The policies above are tailored to Whitefish's specific crisis. But Whitefish doesn't exist in a vacuum. Across the country and around the world, a growing movement of housing advocates, economists, and policymakers is converging on a set of reforms that can unlock housing production at scale. ShelterWF supports these broader reforms because they address the same underlying dynamics that drive our local crisis—and because many of them are already being adopted in states and cities that are further ahead than we are.
These five policies represent the next frontier of pro-housing reform. Some are already making their way into Montana law. Others are ideas we believe Montana and its cities should be pursuing. All of them are grounded in evidence, and all of them would make housing more abundant and more affordable if adopted.

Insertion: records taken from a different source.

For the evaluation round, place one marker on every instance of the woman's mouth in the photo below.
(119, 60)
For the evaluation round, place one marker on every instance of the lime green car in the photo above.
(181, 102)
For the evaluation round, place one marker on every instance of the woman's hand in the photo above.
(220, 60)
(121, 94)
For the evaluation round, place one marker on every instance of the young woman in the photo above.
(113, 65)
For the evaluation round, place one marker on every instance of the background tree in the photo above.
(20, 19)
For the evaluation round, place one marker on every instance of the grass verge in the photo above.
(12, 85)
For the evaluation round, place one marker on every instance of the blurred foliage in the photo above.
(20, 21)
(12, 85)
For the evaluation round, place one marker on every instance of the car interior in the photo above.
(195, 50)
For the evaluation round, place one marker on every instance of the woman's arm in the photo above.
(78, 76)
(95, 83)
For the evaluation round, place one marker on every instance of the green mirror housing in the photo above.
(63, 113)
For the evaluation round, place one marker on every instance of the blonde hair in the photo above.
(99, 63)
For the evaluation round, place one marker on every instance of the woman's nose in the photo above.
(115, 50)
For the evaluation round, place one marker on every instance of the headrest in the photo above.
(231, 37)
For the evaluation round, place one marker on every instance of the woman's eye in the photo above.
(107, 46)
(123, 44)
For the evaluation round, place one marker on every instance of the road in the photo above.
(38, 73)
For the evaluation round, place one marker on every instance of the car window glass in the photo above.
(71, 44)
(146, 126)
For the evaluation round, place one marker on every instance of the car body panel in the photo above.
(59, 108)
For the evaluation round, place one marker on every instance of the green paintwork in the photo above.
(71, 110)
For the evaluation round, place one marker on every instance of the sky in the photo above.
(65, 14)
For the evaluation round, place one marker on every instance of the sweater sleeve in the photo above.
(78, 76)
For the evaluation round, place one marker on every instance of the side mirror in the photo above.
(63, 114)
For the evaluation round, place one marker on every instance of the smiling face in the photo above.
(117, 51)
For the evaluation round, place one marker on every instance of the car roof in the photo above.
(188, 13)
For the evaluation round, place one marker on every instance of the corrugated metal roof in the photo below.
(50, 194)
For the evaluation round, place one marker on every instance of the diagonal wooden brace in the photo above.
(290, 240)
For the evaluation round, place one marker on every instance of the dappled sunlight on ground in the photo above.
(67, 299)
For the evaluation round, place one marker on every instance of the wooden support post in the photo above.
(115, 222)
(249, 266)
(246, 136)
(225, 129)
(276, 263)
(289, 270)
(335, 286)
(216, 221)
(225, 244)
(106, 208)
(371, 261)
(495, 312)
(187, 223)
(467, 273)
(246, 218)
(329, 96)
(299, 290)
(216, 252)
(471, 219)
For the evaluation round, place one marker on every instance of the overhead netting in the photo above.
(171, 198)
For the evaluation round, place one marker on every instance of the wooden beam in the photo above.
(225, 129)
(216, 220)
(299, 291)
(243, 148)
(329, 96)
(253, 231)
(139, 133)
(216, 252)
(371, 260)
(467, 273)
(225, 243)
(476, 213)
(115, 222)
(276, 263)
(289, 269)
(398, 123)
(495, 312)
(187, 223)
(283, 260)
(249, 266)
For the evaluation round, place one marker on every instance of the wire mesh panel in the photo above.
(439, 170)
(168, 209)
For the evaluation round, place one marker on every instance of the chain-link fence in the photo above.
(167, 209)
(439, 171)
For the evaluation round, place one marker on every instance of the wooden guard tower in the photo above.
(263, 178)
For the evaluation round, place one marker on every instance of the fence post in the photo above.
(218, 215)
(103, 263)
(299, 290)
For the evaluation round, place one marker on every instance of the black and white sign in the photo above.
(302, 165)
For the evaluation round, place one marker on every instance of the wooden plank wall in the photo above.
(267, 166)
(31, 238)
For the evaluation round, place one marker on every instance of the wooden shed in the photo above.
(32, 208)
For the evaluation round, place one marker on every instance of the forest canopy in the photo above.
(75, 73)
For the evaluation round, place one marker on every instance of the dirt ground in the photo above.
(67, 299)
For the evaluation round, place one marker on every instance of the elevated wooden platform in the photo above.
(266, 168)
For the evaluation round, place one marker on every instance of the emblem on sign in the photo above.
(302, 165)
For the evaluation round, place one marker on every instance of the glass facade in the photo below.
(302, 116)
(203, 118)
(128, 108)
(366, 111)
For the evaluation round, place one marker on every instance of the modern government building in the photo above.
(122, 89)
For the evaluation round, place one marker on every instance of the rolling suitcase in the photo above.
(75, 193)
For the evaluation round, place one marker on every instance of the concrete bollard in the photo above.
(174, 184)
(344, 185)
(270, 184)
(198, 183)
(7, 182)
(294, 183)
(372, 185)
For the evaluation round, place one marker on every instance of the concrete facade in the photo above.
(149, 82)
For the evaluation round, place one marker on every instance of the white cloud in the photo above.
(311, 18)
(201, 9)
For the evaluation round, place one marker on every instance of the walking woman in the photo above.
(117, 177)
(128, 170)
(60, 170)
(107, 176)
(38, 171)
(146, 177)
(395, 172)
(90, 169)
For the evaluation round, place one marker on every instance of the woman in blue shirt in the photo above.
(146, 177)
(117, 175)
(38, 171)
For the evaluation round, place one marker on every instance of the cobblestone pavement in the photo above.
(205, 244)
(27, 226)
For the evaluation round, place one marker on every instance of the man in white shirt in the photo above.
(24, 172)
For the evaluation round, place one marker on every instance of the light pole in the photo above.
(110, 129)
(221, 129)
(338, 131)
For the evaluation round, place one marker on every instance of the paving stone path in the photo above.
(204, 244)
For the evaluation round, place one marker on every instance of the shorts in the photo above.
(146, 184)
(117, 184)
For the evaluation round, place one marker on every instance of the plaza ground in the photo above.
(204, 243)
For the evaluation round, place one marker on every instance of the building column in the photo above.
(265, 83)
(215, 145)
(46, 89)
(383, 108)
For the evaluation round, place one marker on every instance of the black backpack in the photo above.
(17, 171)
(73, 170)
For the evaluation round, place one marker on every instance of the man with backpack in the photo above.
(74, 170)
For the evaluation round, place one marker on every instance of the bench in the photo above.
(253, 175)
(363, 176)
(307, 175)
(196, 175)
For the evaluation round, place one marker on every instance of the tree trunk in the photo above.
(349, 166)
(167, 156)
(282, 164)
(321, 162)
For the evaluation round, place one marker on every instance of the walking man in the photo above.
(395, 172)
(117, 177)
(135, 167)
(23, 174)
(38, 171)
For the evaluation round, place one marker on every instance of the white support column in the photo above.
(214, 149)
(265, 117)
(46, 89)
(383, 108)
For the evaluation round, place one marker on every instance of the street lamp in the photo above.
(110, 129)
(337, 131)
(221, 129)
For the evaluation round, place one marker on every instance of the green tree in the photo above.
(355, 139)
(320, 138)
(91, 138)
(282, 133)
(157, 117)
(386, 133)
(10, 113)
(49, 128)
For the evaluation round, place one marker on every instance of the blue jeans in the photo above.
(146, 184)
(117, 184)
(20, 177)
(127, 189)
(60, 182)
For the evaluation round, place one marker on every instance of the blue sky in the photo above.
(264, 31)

The pro-housing movement's greatest insight is that housing affordability is not primarily a charity problem. It is a supply problem. And supply problems have supply solutions. When we remove the barriers to building—at every level, in every form—housing becomes more abundant. When housing is abundant, it is affordable. When it is affordable, communities can thrive.
That is what ShelterWF is fighting for. Not just in Whitefish, but across Montana—and in solidarity with the growing national movement that believes everyone deserves a place to call home.